Pendergast arqueó las cejas.

–¿En qué sentido?

–Le gustaban los hombres y las mujeres.

–¿Y los gustos sexuales pervertidos?

–Lo que acabo de decirle: hombres y mujeres.

–¿Quiere decir que era bisexual? Tengo entendido que esas tendencias las comparte el treinta por ciento de los hombres.

–Pues en Southampton no.

D'Agosta tosió para aguantarse la risa.

–Le felicito, teniente. ¿Qué le parece si pasamos al lugar del crimen?

Braskie se volvió y les condujo al interior de la casa, donde el olor peculiar que D'Agosta notó en el jardín era mucho más intenso. Cerillas, fuegos artificiales, pólvora... ¿Qué era exactamente? También había otros olores, de madera quemada y de algún asado fuerte que recordó a D'Agosta la carne de oso que le trajo un amigo, y que intentó asar en su casa de los alrededores de Invermere, en la Columbia Británica.
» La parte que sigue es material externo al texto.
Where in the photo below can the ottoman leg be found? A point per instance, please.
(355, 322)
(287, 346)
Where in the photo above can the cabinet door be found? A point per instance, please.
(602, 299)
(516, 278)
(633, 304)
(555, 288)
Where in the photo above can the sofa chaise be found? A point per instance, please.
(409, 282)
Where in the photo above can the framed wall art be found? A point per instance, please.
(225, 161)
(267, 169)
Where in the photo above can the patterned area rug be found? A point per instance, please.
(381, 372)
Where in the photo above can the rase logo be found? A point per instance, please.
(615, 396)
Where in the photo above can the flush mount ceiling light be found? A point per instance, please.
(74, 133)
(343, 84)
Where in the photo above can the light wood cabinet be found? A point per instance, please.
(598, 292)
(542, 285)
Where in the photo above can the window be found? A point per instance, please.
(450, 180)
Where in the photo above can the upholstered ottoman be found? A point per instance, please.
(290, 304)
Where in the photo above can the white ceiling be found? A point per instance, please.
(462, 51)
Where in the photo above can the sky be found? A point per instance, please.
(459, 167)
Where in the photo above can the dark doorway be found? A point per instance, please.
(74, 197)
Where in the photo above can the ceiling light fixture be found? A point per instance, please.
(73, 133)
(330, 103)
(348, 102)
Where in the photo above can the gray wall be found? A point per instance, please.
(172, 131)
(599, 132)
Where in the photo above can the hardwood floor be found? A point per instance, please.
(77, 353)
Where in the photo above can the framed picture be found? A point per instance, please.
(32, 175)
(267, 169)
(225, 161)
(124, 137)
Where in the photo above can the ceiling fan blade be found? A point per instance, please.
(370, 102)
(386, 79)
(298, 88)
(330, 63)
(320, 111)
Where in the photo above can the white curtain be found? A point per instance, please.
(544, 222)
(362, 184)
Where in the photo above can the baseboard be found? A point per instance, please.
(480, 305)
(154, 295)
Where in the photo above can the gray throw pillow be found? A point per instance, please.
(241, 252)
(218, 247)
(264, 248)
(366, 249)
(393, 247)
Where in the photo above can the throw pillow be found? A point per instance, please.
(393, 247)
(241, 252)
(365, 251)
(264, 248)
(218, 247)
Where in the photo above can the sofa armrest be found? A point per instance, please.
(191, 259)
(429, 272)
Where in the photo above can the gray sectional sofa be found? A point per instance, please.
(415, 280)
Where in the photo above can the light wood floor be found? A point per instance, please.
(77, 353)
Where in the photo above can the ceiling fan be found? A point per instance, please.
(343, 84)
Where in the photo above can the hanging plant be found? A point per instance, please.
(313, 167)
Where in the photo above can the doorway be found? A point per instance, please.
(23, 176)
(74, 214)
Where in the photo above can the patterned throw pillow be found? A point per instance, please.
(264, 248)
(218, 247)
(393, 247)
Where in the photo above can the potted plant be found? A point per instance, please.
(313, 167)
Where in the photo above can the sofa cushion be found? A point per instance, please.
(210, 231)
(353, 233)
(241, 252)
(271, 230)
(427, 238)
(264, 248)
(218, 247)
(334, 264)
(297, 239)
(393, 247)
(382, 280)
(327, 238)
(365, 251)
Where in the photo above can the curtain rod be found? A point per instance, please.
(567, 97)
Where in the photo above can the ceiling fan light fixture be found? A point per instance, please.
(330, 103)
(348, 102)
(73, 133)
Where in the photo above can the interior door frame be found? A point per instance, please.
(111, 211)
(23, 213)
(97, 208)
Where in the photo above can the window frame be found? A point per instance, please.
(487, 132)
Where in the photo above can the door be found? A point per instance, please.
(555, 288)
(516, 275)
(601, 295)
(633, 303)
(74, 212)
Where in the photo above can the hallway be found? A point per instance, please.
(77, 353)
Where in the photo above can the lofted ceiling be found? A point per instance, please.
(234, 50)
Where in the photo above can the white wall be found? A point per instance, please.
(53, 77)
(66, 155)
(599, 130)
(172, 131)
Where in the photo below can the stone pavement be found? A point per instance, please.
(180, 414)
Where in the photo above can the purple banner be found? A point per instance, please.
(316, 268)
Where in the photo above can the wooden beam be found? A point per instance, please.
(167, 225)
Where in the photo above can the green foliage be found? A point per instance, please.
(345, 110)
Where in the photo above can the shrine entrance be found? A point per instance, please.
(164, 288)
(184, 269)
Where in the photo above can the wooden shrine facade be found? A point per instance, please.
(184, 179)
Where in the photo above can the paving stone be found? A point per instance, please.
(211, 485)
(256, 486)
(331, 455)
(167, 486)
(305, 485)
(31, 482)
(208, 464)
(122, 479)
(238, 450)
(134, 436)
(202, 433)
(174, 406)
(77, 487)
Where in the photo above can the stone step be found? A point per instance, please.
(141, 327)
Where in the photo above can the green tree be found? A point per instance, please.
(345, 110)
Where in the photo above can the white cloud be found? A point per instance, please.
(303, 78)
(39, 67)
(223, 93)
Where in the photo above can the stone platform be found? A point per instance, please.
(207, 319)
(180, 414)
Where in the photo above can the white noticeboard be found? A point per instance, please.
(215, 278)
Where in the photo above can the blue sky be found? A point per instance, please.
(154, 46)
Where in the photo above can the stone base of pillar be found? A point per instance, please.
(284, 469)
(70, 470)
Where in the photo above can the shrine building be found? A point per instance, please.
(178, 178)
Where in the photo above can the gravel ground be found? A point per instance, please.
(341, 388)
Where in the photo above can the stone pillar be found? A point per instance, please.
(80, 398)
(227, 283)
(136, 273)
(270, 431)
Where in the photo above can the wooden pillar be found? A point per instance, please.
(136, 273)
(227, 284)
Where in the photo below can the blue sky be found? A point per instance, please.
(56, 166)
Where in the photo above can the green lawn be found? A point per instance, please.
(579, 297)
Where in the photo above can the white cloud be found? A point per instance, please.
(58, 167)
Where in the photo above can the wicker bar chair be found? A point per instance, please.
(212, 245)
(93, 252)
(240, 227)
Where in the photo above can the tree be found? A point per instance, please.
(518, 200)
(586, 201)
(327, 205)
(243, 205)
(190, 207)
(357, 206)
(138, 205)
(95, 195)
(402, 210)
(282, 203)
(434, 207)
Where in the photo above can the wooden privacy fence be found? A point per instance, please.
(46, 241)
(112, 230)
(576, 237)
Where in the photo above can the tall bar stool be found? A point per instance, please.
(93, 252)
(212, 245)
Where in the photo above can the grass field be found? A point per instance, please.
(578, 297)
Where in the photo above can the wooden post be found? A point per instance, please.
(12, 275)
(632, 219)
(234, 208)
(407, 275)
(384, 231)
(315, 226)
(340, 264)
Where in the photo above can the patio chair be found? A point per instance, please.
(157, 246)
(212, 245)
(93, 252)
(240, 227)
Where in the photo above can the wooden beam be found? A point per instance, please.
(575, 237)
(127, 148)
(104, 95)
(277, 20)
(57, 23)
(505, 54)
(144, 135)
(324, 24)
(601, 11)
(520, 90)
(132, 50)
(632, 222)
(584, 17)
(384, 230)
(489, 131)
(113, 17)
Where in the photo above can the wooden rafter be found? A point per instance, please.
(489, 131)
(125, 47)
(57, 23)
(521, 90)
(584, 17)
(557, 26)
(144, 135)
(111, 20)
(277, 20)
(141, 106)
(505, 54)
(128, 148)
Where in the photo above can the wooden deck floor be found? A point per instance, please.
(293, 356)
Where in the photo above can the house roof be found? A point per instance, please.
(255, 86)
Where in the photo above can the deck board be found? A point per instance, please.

A su mujer le dio tanto asco que se fue, y acabaron pidiendo una pizza.

Subieron al primer piso, cruzaron un pasillo con vanos ángulos y llegaron a otra escalera.

–Esta puerta estaba cerrada –dijo Braskie–. La abrió el ama de llaves.

La escalera, estrecha y ruidosa, les condujo al último piso, a un largo pasillo con varias puertas a ambos lados. Al fondo había otra puerta abierta, por la que salía mucha luz. D'Agosta respiró por la nariz.

–La puerta de la habitación del fondo también estaba cerrada, como la ventana –añadió Braskie–. Parece que el difunto la bloqueó desde dentro con toda clase de muebles.

Cruzó el umbral, seguido por Pendergast y D'Agosta. La peste era insoportable.

Se trataba de un pequeño dormitorio, que seguía la forma del tejado y se asomaba a Dune Road por una sola buhardilla. Jeremy Grove yacía en la cama del fondo, vestido de pies a cabeza, aunque la ropa tenía algunos cortes para que pudiese investigar el forense. Este último se hallaba al pie de la cama, de espaldas, tomando notas en una tablilla.

D'Agosta se secó la frente. Por alguna razón (el sol en el tejado o la intensidad de las luces) el ambiente era asfixiante. El olor a carne mal asada se le pegaba como un sudor aceitoso. Se quedó en la puerta, mientras Pendergast, con el cuerpo en tensión como el de un águila, circundaba el cadáver y lo examinaba desde todos los ángulos posibles. Su expresión de avidez resultaba inquietante.